4. Pay Attention to Narrative
People are storytellers. Data doesn’t tell a story, but it does provide you with reports so that you can tell a story. Perhaps one day there will be a truly engaging storytelling robot but today, it is still the job of the human being to look at seemingly unconnected threads of information, see patterns, understand nuance and relative importance, and to create a story out of raw numbers. You’ll likely need data from different sources to create a fully dimensional picture for yourself, which then you will use to create the narrative that comprises the insight needed to make changes based on data. Without the narrative, it’s just machines talking to other machines.
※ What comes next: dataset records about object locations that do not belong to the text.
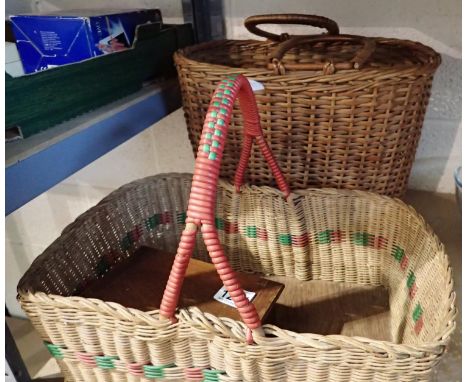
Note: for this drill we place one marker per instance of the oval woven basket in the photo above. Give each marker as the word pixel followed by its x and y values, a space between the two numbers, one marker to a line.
pixel 334 235
pixel 337 111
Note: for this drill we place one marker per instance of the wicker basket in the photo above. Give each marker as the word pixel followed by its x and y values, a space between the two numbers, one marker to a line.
pixel 338 111
pixel 334 235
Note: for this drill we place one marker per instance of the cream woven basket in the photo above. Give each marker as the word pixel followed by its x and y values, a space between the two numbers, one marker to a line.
pixel 381 241
pixel 334 235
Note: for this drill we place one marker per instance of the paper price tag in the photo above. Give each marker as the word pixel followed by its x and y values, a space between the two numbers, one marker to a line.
pixel 255 85
pixel 223 296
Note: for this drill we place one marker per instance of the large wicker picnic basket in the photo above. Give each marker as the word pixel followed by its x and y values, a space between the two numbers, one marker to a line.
pixel 322 234
pixel 337 110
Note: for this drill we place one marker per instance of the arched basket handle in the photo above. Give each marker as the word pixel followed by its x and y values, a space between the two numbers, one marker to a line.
pixel 202 200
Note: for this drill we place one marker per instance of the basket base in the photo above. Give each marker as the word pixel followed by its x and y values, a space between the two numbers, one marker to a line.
pixel 139 283
pixel 324 307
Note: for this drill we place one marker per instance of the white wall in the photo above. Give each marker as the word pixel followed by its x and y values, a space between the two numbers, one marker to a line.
pixel 164 147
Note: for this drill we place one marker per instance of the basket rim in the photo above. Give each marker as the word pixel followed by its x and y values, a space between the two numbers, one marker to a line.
pixel 229 328
pixel 432 63
pixel 236 329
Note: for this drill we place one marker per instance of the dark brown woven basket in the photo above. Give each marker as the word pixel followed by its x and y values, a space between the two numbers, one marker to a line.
pixel 337 110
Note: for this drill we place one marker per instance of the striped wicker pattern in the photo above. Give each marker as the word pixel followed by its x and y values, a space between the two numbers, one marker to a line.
pixel 327 123
pixel 341 236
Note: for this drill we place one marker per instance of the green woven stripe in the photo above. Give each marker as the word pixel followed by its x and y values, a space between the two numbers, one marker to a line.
pixel 181 216
pixel 106 361
pixel 398 253
pixel 152 371
pixel 285 239
pixel 125 243
pixel 417 312
pixel 251 231
pixel 361 238
pixel 212 375
pixel 54 350
pixel 411 279
pixel 152 222
pixel 324 237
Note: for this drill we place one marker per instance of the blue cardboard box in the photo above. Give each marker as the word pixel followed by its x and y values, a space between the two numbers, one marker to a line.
pixel 49 40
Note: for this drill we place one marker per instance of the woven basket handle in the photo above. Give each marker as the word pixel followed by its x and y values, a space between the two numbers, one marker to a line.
pixel 359 59
pixel 291 18
pixel 202 201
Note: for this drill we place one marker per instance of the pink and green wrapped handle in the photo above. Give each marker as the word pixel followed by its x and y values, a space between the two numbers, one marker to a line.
pixel 202 201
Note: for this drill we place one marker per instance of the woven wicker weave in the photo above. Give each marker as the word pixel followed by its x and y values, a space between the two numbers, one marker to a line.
pixel 328 123
pixel 341 236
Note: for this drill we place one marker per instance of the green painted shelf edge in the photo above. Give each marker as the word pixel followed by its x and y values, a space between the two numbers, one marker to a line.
pixel 42 100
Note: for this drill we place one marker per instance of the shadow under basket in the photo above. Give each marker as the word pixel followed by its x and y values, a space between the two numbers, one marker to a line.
pixel 327 236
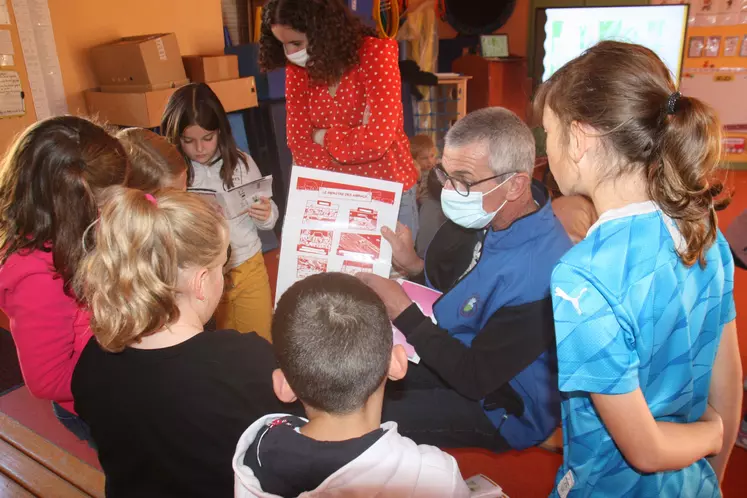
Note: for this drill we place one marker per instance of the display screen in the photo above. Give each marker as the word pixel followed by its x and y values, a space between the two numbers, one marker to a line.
pixel 564 33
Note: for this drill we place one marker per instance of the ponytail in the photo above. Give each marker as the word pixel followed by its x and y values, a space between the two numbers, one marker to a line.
pixel 129 281
pixel 682 183
pixel 626 93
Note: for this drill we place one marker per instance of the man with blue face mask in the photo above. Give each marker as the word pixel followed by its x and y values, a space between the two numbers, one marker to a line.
pixel 488 374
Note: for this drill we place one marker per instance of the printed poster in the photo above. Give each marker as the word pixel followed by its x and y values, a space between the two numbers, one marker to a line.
pixel 333 222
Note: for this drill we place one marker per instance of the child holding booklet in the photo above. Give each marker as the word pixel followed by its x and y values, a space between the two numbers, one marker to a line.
pixel 343 449
pixel 195 121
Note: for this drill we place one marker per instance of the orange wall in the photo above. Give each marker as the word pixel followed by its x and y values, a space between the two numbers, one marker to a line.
pixel 80 25
pixel 10 127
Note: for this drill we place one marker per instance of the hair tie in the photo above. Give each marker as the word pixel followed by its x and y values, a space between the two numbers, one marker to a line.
pixel 672 103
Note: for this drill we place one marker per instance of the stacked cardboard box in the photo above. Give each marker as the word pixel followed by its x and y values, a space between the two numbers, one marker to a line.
pixel 137 75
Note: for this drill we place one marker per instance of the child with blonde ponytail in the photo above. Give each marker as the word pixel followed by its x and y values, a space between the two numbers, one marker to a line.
pixel 644 310
pixel 166 402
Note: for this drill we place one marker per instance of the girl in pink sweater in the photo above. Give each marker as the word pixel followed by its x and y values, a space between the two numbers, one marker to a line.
pixel 49 186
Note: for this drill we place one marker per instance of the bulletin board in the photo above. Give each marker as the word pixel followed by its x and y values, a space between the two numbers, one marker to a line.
pixel 715 67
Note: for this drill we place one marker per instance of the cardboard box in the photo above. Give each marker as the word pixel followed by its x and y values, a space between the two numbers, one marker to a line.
pixel 144 109
pixel 139 64
pixel 212 68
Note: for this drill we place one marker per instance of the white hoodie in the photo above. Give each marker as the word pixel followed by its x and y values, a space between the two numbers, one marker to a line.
pixel 245 242
pixel 393 467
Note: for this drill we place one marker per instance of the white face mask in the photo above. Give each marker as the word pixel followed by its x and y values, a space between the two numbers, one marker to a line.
pixel 468 211
pixel 299 58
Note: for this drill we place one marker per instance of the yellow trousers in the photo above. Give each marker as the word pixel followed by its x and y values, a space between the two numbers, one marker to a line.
pixel 246 304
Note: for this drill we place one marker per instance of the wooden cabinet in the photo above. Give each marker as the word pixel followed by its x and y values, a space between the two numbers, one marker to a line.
pixel 442 106
pixel 495 82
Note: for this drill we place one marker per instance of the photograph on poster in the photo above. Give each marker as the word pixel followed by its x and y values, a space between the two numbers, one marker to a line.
pixel 695 47
pixel 712 46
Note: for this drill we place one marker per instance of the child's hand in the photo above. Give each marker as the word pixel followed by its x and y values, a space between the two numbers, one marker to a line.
pixel 261 210
pixel 712 417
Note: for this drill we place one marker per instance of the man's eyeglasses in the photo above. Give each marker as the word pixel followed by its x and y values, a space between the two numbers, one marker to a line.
pixel 460 186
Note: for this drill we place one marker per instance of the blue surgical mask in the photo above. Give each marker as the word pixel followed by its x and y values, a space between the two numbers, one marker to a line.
pixel 299 58
pixel 467 211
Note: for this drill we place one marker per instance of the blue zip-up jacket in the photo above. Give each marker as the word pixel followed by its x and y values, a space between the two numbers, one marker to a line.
pixel 495 340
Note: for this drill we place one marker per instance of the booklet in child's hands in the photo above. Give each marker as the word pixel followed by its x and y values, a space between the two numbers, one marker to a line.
pixel 238 200
pixel 424 297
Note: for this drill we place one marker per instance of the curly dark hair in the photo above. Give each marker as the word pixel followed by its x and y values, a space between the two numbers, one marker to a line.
pixel 335 36
pixel 51 182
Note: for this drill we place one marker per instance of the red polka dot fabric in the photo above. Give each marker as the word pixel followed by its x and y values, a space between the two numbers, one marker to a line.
pixel 377 149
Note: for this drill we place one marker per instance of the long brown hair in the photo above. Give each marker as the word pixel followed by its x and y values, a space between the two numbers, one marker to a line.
pixel 154 162
pixel 334 33
pixel 197 104
pixel 50 182
pixel 129 281
pixel 627 93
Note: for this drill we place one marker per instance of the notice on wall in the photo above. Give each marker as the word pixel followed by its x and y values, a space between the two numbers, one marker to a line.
pixel 6 48
pixel 40 54
pixel 333 222
pixel 11 94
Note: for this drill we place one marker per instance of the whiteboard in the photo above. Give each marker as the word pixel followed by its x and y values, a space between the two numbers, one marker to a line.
pixel 723 90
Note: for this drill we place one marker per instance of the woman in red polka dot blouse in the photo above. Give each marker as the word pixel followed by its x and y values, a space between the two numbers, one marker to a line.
pixel 343 93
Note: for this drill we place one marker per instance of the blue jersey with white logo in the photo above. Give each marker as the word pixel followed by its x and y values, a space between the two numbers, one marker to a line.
pixel 629 314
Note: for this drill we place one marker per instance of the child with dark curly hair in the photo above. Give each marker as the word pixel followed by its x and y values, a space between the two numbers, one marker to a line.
pixel 343 93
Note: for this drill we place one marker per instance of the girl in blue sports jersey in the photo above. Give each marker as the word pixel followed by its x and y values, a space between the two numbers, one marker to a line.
pixel 647 348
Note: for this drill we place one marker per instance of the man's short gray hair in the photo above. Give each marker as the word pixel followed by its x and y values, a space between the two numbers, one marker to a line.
pixel 509 141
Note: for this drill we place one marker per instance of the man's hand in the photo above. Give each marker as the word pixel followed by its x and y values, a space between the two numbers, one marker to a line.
pixel 404 256
pixel 394 297
pixel 262 210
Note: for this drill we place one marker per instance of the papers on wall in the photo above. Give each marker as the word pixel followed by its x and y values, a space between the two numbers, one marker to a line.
pixel 6 48
pixel 11 94
pixel 722 89
pixel 238 200
pixel 333 222
pixel 40 54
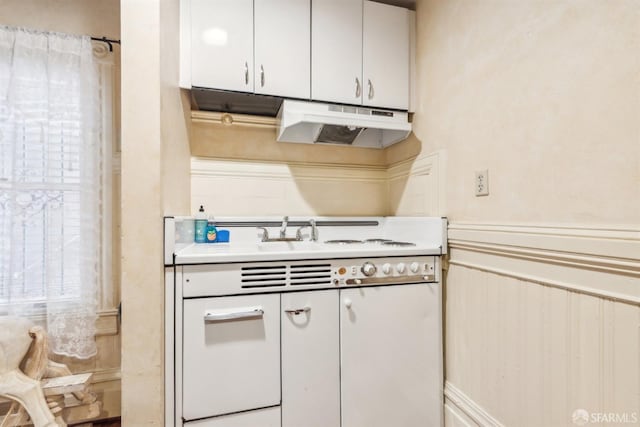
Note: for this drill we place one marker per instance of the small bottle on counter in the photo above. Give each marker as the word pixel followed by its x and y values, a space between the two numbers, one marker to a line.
pixel 200 226
pixel 212 232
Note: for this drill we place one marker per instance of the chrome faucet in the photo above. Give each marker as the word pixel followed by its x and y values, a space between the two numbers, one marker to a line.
pixel 314 230
pixel 283 229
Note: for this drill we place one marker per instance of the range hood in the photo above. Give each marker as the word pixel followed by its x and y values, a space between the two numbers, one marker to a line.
pixel 314 122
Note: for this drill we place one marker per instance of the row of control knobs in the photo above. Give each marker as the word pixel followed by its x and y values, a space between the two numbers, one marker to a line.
pixel 369 269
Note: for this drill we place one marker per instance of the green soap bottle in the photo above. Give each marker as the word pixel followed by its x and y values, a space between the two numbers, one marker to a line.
pixel 200 226
pixel 212 232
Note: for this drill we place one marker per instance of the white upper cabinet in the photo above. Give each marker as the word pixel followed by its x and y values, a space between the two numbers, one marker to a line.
pixel 344 51
pixel 336 46
pixel 260 46
pixel 282 48
pixel 385 56
pixel 222 44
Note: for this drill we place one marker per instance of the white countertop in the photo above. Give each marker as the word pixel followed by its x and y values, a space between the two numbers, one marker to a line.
pixel 428 234
pixel 209 253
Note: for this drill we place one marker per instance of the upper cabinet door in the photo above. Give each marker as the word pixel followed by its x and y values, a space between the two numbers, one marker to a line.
pixel 385 67
pixel 336 43
pixel 222 44
pixel 282 48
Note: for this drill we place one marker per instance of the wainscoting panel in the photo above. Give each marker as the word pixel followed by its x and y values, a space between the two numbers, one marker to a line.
pixel 534 332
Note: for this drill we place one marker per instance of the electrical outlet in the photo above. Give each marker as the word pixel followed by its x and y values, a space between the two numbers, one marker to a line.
pixel 482 183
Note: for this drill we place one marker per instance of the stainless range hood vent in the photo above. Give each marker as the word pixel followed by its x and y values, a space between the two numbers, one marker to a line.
pixel 332 134
pixel 313 122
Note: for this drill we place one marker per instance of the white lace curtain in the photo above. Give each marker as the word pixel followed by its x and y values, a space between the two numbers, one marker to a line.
pixel 51 164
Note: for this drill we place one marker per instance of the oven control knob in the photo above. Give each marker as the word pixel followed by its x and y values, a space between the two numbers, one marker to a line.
pixel 368 269
pixel 386 268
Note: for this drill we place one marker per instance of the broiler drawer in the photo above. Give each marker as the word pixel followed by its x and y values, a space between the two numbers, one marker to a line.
pixel 231 354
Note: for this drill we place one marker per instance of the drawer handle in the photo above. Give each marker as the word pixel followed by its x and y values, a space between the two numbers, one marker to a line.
pixel 236 314
pixel 297 311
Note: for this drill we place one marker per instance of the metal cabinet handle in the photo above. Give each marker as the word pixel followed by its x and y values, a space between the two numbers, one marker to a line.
pixel 234 314
pixel 297 311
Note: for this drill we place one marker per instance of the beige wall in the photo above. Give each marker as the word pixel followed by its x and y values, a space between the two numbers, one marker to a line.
pixel 542 297
pixel 155 174
pixel 242 170
pixel 545 95
pixel 96 18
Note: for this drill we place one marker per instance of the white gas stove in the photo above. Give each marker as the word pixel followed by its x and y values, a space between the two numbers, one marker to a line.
pixel 335 322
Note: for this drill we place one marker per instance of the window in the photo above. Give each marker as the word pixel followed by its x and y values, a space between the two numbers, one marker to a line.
pixel 54 113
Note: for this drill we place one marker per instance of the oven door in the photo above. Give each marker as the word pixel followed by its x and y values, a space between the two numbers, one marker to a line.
pixel 231 349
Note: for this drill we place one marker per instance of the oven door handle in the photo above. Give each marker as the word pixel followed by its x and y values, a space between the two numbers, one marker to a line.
pixel 234 314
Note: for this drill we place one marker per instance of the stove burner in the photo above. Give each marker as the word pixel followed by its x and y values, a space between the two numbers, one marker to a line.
pixel 377 240
pixel 392 243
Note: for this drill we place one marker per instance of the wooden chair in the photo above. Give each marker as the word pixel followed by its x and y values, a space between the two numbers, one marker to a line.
pixel 15 342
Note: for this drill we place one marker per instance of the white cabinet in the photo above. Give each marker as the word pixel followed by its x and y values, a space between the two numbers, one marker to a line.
pixel 385 56
pixel 359 357
pixel 390 356
pixel 336 44
pixel 282 49
pixel 310 359
pixel 360 53
pixel 231 354
pixel 227 35
pixel 267 417
pixel 222 44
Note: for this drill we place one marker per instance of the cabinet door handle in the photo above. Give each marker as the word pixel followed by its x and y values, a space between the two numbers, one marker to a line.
pixel 234 314
pixel 297 311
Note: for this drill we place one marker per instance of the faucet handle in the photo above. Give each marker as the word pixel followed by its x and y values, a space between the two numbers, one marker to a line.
pixel 265 233
pixel 314 230
pixel 299 232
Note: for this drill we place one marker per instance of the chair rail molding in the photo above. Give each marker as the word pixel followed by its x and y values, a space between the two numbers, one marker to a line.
pixel 602 262
pixel 456 399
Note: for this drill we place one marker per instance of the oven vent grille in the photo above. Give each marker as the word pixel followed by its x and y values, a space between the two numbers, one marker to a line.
pixel 264 276
pixel 310 274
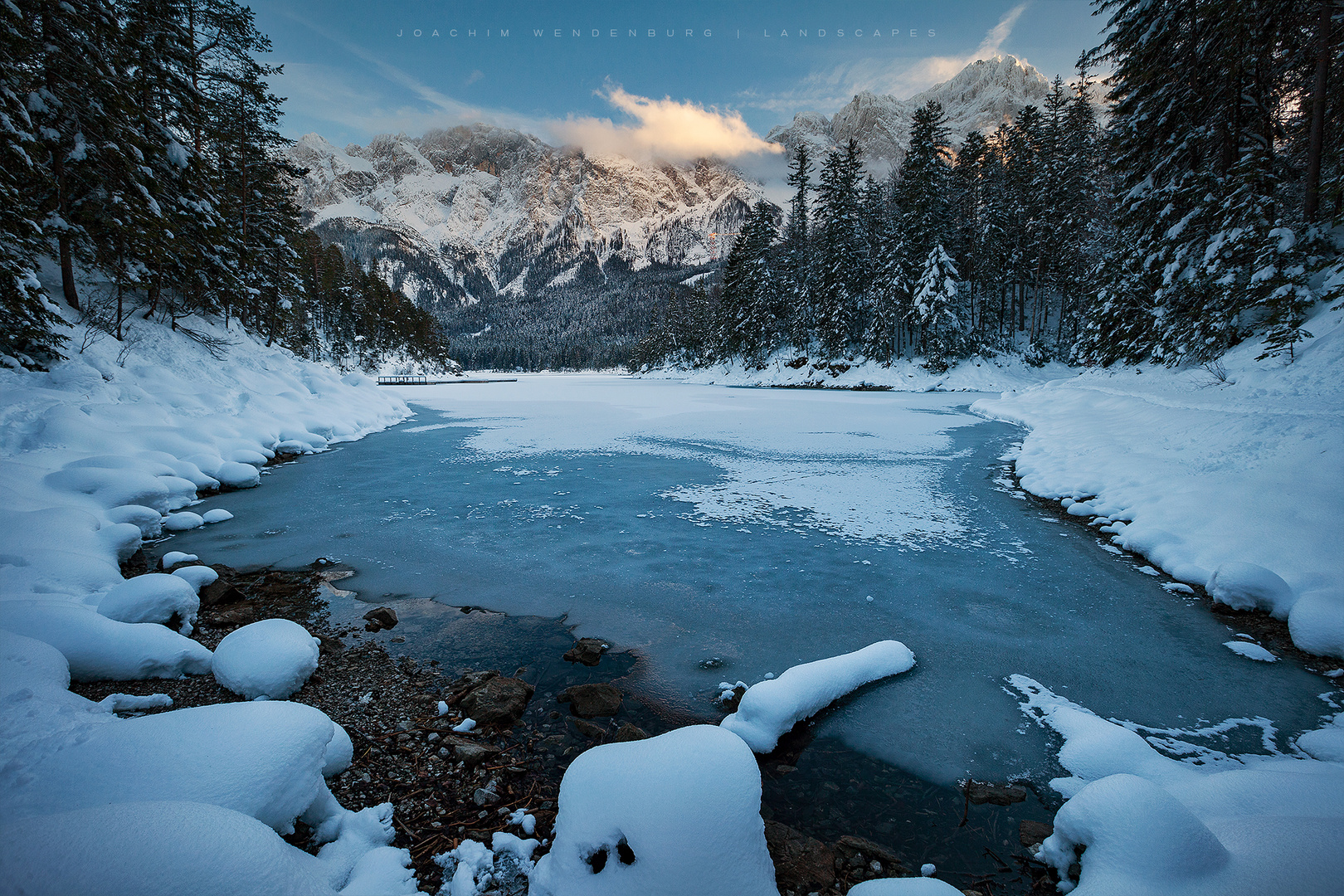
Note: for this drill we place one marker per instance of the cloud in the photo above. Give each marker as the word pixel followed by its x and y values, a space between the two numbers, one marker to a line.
pixel 902 77
pixel 663 129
5. Don’t Defend Technology at the Expense of Business Needs
Technology is not business, it is a subset and a provider to business. So when a non-technical person says why not, the technologist is ill-advised to simply say “we can’t do that,” assuming the non-techie will accept that “the technology just cannot do that.” First, you may not be right. Very often, there is a solution out there, and maybe you need to find it. Second, many businesspeople see a technology lack as your lack, because without technology, you would not be there at all. It’s OK to say the technology cannot do it if the technology cannot do it, but you will need to communicate that as a business concept. For instance, “there is no data source” is not nearly as effective as “we need someone to give us access to the data sources, do you know who that might be?” All of your reasons for doing things (or not doing things) must serve a business purpose, or you need to supply a plausible business reason why you can’t do it.
With these five weird tricks you should be able to lose weight, get cheap car insurance, and even keep your analytics customers happy!